Relate: Compute relationships between references and aligned reads
--------------------------------------------------------------------------------

Relate: Input files
^^^^^^^^^^^^^^^^^^^^^^^^^^^^^^^^^^^^^^^^^^^^^^^^^^^^^^^^^^^^^^^^^^^^^^^^^^^^^^^^

.. _relate_refs:

Relate input file: Reference sequences
""""""""""""""""""""""""""""""""""""""""""""""""""""""""""""""""""""""""""""""""

You need one file of reference sequences in FASTA format (for details on this
format, see :doc:`../../formats/data/fasta`).
If your file has characters or formatting incompatible with SEISMIC-RNA, then
you can fix it using the :doc:`../cleanfa` tool.

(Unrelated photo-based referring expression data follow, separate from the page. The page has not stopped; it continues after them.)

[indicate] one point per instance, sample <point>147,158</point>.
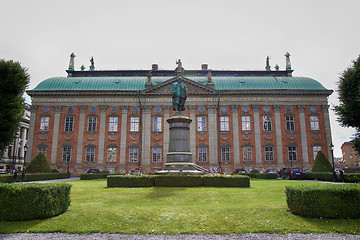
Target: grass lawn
<point>260,208</point>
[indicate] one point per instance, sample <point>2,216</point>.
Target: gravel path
<point>96,236</point>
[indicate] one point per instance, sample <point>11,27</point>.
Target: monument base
<point>179,168</point>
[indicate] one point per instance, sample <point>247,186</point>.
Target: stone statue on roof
<point>179,95</point>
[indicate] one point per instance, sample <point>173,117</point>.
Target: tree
<point>348,111</point>
<point>38,164</point>
<point>13,81</point>
<point>321,163</point>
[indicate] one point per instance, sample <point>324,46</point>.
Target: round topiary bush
<point>19,202</point>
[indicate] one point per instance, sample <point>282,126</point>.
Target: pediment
<point>193,88</point>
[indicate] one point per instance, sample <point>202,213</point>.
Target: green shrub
<point>29,177</point>
<point>326,201</point>
<point>130,181</point>
<point>321,176</point>
<point>352,177</point>
<point>321,163</point>
<point>38,165</point>
<point>20,202</point>
<point>226,181</point>
<point>91,176</point>
<point>178,181</point>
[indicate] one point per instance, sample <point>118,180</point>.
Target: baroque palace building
<point>116,120</point>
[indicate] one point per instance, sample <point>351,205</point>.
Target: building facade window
<point>111,156</point>
<point>69,124</point>
<point>224,123</point>
<point>156,124</point>
<point>247,154</point>
<point>156,156</point>
<point>201,123</point>
<point>314,123</point>
<point>269,154</point>
<point>113,123</point>
<point>133,154</point>
<point>316,149</point>
<point>292,153</point>
<point>225,154</point>
<point>44,123</point>
<point>290,124</point>
<point>90,154</point>
<point>202,154</point>
<point>245,121</point>
<point>134,124</point>
<point>42,149</point>
<point>66,154</point>
<point>267,123</point>
<point>92,124</point>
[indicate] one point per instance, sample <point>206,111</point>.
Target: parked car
<point>93,170</point>
<point>292,173</point>
<point>270,170</point>
<point>239,171</point>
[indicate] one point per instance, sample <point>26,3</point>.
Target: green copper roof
<point>136,83</point>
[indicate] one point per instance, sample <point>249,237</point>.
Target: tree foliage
<point>38,164</point>
<point>348,111</point>
<point>13,81</point>
<point>321,163</point>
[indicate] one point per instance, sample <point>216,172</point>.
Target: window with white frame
<point>224,123</point>
<point>156,155</point>
<point>314,123</point>
<point>44,123</point>
<point>156,124</point>
<point>134,124</point>
<point>66,154</point>
<point>90,154</point>
<point>202,154</point>
<point>92,124</point>
<point>290,124</point>
<point>247,154</point>
<point>69,124</point>
<point>316,149</point>
<point>269,154</point>
<point>42,149</point>
<point>225,154</point>
<point>267,122</point>
<point>111,156</point>
<point>133,154</point>
<point>201,123</point>
<point>292,153</point>
<point>246,125</point>
<point>113,123</point>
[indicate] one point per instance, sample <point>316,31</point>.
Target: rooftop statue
<point>179,94</point>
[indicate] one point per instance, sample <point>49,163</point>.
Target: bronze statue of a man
<point>179,94</point>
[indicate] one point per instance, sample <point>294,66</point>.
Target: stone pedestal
<point>179,157</point>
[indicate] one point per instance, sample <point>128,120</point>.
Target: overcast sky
<point>322,37</point>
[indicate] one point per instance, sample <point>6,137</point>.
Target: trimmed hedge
<point>261,175</point>
<point>324,201</point>
<point>226,181</point>
<point>130,181</point>
<point>20,202</point>
<point>326,176</point>
<point>8,178</point>
<point>91,176</point>
<point>177,181</point>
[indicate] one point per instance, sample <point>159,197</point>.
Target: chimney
<point>204,67</point>
<point>155,67</point>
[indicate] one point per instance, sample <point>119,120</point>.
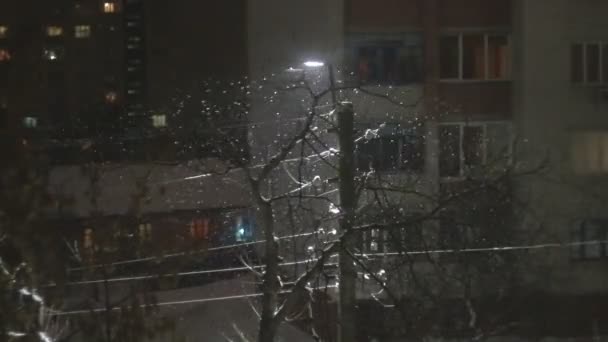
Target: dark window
<point>392,149</point>
<point>498,57</point>
<point>449,152</point>
<point>473,57</point>
<point>593,63</point>
<point>589,63</point>
<point>605,63</point>
<point>449,57</point>
<point>472,145</point>
<point>576,60</point>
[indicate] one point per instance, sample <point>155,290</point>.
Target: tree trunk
<point>348,272</point>
<point>270,285</point>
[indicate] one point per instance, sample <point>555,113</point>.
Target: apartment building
<point>525,78</point>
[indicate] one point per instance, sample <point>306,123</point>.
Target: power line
<point>181,302</point>
<point>212,249</point>
<point>184,274</point>
<point>491,249</point>
<point>292,263</point>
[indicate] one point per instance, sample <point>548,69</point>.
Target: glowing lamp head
<point>313,64</point>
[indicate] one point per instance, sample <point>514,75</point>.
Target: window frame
<point>159,120</point>
<point>109,7</point>
<point>5,55</point>
<point>54,31</point>
<point>403,42</point>
<point>459,35</point>
<point>580,234</point>
<point>602,45</point>
<point>484,145</point>
<point>581,166</point>
<point>398,133</point>
<point>82,31</point>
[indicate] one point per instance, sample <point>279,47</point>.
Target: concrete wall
<point>162,188</point>
<point>548,108</point>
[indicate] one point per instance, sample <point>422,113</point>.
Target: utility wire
<point>183,274</point>
<point>292,263</point>
<point>180,302</point>
<point>173,255</point>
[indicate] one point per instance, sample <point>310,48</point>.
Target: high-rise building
<point>112,70</point>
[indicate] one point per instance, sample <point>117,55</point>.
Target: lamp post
<point>347,310</point>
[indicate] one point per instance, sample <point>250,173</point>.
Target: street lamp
<point>313,64</point>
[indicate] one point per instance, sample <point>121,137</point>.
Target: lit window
<point>243,228</point>
<point>30,122</point>
<point>199,228</point>
<point>589,63</point>
<point>82,31</point>
<point>5,56</point>
<point>109,7</point>
<point>388,58</point>
<point>474,57</point>
<point>111,97</point>
<point>52,54</point>
<point>590,152</point>
<point>54,31</point>
<point>159,120</point>
<point>88,240</point>
<point>589,240</point>
<point>463,147</point>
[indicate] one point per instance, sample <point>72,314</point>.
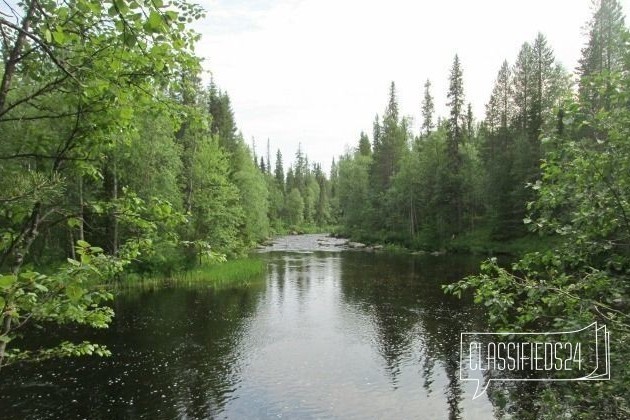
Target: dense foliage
<point>583,198</point>
<point>454,176</point>
<point>113,155</point>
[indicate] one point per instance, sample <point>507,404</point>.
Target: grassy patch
<point>232,273</point>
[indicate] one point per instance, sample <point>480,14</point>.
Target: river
<point>325,333</point>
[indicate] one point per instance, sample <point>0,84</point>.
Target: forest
<point>116,158</point>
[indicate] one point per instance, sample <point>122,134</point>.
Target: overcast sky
<point>316,72</point>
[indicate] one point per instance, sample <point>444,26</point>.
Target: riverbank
<point>478,242</point>
<point>232,273</point>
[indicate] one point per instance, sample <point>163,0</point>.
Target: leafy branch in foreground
<point>584,199</point>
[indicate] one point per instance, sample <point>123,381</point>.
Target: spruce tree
<point>428,109</point>
<point>364,145</point>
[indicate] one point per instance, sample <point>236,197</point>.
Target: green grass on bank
<point>476,241</point>
<point>479,241</point>
<point>232,273</point>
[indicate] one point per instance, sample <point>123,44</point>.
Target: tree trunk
<point>14,56</point>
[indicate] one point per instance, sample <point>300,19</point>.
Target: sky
<point>316,72</point>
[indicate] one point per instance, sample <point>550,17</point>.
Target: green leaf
<point>7,280</point>
<point>74,292</point>
<point>154,23</point>
<point>74,222</point>
<point>59,36</point>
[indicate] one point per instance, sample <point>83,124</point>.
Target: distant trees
<point>579,198</point>
<point>457,175</point>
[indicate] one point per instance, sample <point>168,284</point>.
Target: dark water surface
<point>326,334</point>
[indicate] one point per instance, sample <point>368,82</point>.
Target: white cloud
<point>317,71</point>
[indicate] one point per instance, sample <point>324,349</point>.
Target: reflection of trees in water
<point>207,365</point>
<point>174,355</point>
<point>403,297</point>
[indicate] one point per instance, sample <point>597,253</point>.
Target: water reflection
<point>342,335</point>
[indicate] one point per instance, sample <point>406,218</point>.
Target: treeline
<point>455,175</point>
<point>157,162</point>
<point>581,198</point>
<point>114,156</point>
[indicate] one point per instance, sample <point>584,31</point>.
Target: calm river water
<point>325,334</point>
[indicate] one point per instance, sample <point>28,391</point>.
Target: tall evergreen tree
<point>453,194</point>
<point>604,49</point>
<point>364,145</point>
<point>456,114</point>
<point>279,171</point>
<point>428,109</point>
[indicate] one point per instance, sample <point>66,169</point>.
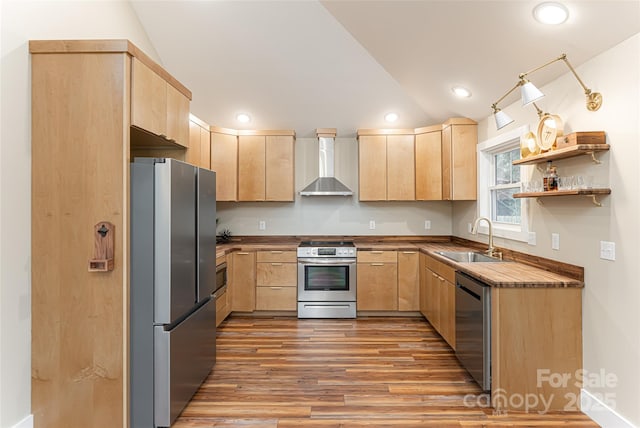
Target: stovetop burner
<point>327,244</point>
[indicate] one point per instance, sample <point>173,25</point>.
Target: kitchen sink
<point>468,257</point>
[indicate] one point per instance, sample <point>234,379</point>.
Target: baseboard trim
<point>602,414</point>
<point>25,423</point>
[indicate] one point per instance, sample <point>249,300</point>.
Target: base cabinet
<point>440,299</point>
<point>377,273</point>
<point>276,281</point>
<point>242,281</point>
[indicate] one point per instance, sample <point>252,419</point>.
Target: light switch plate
<point>607,250</point>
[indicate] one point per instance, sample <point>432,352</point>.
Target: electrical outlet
<point>607,250</point>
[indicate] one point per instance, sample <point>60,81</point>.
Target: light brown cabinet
<point>243,281</point>
<point>157,106</point>
<point>429,163</point>
<point>459,164</point>
<point>377,273</point>
<point>440,305</point>
<point>266,168</point>
<point>408,281</point>
<point>276,281</point>
<point>85,91</point>
<point>224,161</point>
<point>386,167</point>
<point>199,151</point>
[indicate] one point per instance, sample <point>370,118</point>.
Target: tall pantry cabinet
<point>81,148</point>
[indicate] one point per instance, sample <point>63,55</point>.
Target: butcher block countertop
<point>518,271</point>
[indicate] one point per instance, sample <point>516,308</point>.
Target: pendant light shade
<point>502,119</point>
<point>530,93</point>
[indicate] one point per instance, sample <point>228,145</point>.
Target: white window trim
<point>486,150</point>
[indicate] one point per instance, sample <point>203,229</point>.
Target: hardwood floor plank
<point>369,372</point>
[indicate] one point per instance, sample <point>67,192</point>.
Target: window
<point>498,181</point>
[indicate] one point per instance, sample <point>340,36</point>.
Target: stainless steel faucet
<point>491,251</point>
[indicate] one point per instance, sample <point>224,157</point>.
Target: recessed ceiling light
<point>461,91</point>
<point>552,13</point>
<point>391,117</point>
<point>243,117</point>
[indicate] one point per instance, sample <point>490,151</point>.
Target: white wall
<point>333,215</point>
<point>23,20</point>
<point>610,299</point>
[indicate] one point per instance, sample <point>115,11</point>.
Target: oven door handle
<point>328,261</point>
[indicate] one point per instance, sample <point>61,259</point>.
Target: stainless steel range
<point>326,279</point>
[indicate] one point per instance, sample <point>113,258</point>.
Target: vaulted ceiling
<point>343,64</point>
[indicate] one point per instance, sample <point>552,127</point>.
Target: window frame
<point>486,179</point>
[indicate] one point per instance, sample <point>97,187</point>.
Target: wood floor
<point>373,372</point>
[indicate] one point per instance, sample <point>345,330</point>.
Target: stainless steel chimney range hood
<point>326,184</point>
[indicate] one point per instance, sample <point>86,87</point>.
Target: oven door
<point>326,280</point>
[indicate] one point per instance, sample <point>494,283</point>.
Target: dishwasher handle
<point>466,290</point>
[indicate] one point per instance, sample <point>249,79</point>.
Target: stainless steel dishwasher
<point>473,328</point>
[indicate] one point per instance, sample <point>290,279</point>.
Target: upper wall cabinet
<point>426,164</point>
<point>253,166</point>
<point>266,168</point>
<point>224,161</point>
<point>429,163</point>
<point>157,106</point>
<point>386,166</point>
<point>459,164</point>
<point>199,151</point>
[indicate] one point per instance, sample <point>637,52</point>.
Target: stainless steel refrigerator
<point>173,273</point>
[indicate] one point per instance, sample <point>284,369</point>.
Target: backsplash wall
<point>333,215</point>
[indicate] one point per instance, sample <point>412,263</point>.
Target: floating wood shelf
<point>567,152</point>
<point>591,193</point>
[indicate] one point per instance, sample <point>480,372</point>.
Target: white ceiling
<point>344,64</point>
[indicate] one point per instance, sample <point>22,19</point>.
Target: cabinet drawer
<point>277,256</point>
<point>445,271</point>
<point>276,299</point>
<point>277,274</point>
<point>377,256</point>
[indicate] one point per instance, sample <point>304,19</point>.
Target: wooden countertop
<point>522,273</point>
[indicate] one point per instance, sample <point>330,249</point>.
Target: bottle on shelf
<point>552,180</point>
<point>545,177</point>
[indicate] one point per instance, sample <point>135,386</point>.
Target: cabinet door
<point>377,287</point>
<point>193,151</point>
<point>401,182</point>
<point>429,166</point>
<point>279,168</point>
<point>148,99</point>
<point>464,140</point>
<point>447,183</point>
<point>177,116</point>
<point>372,168</point>
<point>408,281</point>
<point>205,148</point>
<point>432,286</point>
<point>251,168</point>
<point>447,302</point>
<point>244,281</point>
<point>224,161</point>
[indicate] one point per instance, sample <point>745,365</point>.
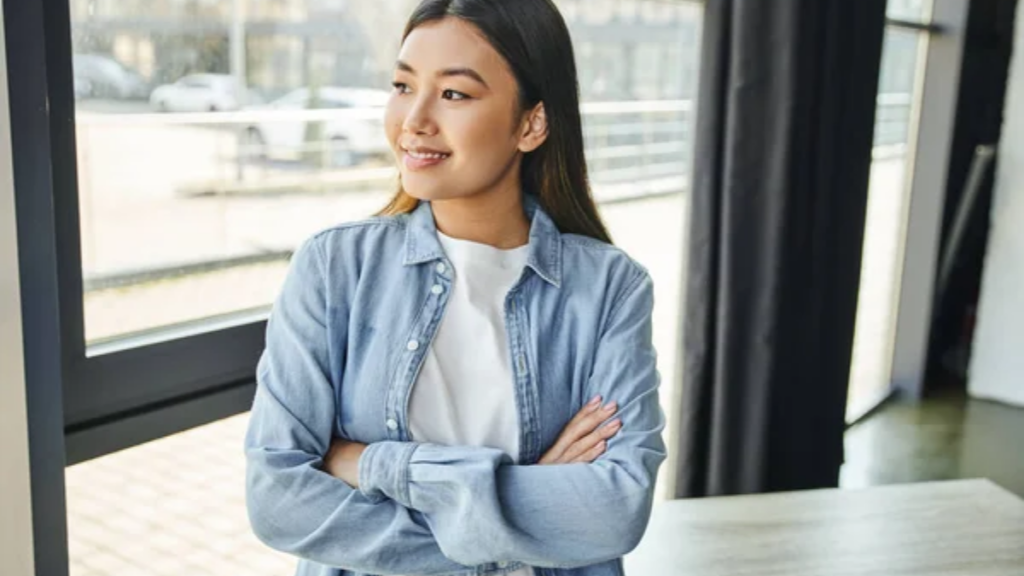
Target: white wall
<point>15,501</point>
<point>997,360</point>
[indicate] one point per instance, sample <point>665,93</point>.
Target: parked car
<point>348,140</point>
<point>97,76</point>
<point>198,92</point>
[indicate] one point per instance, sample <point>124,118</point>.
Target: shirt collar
<point>544,255</point>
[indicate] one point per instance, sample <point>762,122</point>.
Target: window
<point>898,108</point>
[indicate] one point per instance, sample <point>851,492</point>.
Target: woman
<point>465,383</point>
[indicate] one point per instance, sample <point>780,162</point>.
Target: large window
<point>895,137</point>
<point>211,138</point>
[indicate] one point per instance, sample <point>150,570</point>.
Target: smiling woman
<point>479,95</point>
<point>496,407</point>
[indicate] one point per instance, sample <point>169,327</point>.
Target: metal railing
<point>635,151</point>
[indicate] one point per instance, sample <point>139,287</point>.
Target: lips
<point>419,158</point>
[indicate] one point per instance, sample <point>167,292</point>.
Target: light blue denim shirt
<point>344,343</point>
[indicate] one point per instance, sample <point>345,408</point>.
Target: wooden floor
<point>946,437</point>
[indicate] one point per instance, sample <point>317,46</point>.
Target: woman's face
<point>454,120</point>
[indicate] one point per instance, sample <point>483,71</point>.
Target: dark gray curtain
<point>784,128</point>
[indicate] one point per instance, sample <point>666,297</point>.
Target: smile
<point>418,160</point>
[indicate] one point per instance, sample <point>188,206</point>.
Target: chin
<point>427,191</point>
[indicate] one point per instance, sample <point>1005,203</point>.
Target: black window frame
<point>125,396</point>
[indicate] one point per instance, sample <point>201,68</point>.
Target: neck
<point>495,217</point>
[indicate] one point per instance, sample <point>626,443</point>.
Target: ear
<point>535,129</point>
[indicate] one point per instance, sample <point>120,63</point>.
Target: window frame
<point>111,392</point>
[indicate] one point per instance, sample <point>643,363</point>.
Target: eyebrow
<point>448,72</point>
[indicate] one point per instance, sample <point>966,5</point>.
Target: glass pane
<point>886,218</point>
<point>911,10</point>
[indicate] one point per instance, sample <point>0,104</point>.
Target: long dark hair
<point>532,38</point>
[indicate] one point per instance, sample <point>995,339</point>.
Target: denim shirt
<point>344,343</point>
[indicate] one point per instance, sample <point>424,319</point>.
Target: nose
<point>419,118</point>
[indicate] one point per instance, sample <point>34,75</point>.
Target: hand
<point>582,440</point>
<point>342,460</point>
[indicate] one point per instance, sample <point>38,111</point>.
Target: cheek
<point>480,135</point>
<point>393,119</point>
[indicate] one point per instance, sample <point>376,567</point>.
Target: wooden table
<point>963,528</point>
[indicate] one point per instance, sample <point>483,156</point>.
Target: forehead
<point>452,43</point>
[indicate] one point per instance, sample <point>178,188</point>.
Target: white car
<point>344,141</point>
<point>198,92</point>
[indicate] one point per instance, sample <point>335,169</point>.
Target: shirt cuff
<point>384,470</point>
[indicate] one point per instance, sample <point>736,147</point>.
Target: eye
<point>454,95</point>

Relate input file: Alignment maps
""""""""""""""""""""""""""""""""""""""""""""""""""""""""""""""""""""""""""""""""

You can give any number of alignment map files, each of which must be in SAM,
BAM, or CRAM (collectively, "XAM") format.
See :doc:`../../formats/data/xam` for more information.

.. note::
    The references in the FASTA file must match those to which the reads in the
    alignment map were aligned.
    Discrepancies can cause the Relate step to fail or produce erroneous output.
    You can assume that the references match if you use the same (unmodified)
    FASTA file for both the ``align`` and ``relate`` commands, or if you run
    both steps using the command ``seismic wf``.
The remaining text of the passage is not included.